I am trying to learn more about the inverse-variance weighting method (https://en.wikipedia.org/wiki/Inverse-variance_weighting). Here is come context to my question.
Part 1:
Suppose have Random Variables $X_1, X_2, ... X_N$ . Let's say that for any of these Random Variables we have a sample size of $n_i$ and a sample mean of $\bar{x}_1, \bar{x}_2, \dots, \bar{x}_n$. Suppose if we "magically" knew the population variance for all $X_1, X_2, ... X_N$, that is $V(X_i) = \sigma_i^2$ . That is, we assume that each $\bar{x}_i \sim N(\mu, \sigma_i^2)$. It is reasonable to assume that each $\bar{x}_i$ has a Normal Distribution by virtue of the Central Limit Theorem.

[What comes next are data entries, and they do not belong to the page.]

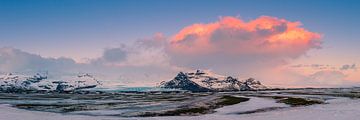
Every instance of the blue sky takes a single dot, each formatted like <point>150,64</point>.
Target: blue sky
<point>100,24</point>
<point>86,28</point>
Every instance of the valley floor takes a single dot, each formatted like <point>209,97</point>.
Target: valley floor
<point>257,108</point>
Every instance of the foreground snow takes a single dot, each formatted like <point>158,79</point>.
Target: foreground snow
<point>336,109</point>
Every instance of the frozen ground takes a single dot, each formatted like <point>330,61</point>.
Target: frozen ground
<point>339,105</point>
<point>336,109</point>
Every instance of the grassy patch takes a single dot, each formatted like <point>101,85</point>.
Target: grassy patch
<point>299,101</point>
<point>194,110</point>
<point>231,100</point>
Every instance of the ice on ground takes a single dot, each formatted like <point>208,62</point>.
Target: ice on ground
<point>336,109</point>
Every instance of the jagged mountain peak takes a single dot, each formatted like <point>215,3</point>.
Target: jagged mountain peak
<point>208,81</point>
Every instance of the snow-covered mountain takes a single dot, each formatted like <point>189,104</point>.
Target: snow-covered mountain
<point>19,83</point>
<point>200,81</point>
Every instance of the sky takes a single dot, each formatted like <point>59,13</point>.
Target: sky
<point>286,43</point>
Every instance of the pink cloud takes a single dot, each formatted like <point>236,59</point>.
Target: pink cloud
<point>231,35</point>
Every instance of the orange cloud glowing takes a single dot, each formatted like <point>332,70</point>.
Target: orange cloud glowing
<point>231,35</point>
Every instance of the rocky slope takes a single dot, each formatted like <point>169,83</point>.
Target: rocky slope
<point>22,83</point>
<point>202,81</point>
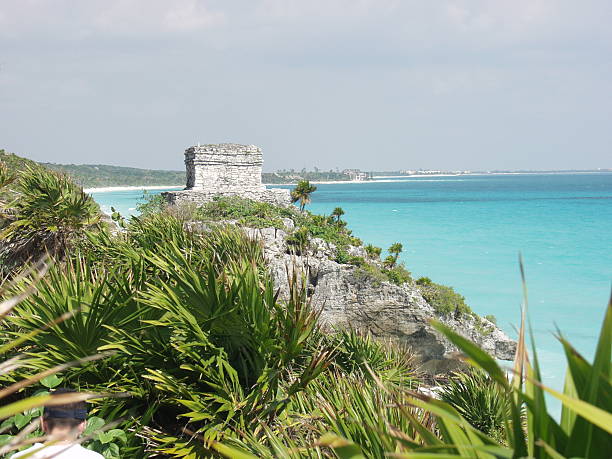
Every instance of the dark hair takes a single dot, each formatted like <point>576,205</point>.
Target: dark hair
<point>69,415</point>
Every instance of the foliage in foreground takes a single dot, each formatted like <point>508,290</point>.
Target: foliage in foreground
<point>200,340</point>
<point>46,212</point>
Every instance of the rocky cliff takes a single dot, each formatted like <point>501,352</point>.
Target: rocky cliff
<point>382,308</point>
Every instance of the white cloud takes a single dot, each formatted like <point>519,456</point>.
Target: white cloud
<point>25,19</point>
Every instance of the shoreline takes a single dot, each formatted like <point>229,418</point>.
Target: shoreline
<point>106,189</point>
<point>378,179</point>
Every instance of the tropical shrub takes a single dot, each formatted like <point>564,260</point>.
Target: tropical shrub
<point>301,193</point>
<point>151,204</point>
<point>200,340</point>
<point>48,212</point>
<point>444,299</point>
<point>373,251</point>
<point>478,399</point>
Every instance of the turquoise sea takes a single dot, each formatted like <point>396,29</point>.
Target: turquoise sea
<point>467,231</point>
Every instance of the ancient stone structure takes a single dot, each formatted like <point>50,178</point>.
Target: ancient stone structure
<point>225,169</point>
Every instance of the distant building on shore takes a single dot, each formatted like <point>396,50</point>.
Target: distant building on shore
<point>356,174</point>
<point>226,169</point>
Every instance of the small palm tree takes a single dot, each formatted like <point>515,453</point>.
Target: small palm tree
<point>394,250</point>
<point>302,193</point>
<point>48,211</point>
<point>338,212</point>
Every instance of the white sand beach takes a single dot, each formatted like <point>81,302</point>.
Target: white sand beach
<point>128,188</point>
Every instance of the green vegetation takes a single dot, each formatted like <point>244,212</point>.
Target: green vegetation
<point>301,193</point>
<point>491,318</point>
<point>47,211</point>
<point>292,176</point>
<point>100,175</point>
<point>477,397</point>
<point>443,299</point>
<point>395,249</point>
<point>337,212</point>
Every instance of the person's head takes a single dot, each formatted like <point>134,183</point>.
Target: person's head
<point>68,419</point>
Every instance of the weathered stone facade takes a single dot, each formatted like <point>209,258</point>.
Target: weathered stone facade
<point>225,169</point>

We are interested in estimating $\mu$ with some estimator $\mu_w$.
Given this information, suppose we wanted to estimate $\mu_w$ in such a way, such that the resulting variance $Var(\mu_w)$ is smallest. We can consider this problem as an optimization problem where we minimize $Var(\mu_w)$ and can solve this using the Lagrange Method:
$$ \mu_w = \frac{\sum_{i=1}^n w_i \bar{x_i}}{\sum w_i}$$
where $w_i$ represents the weights assigned to each sample mean.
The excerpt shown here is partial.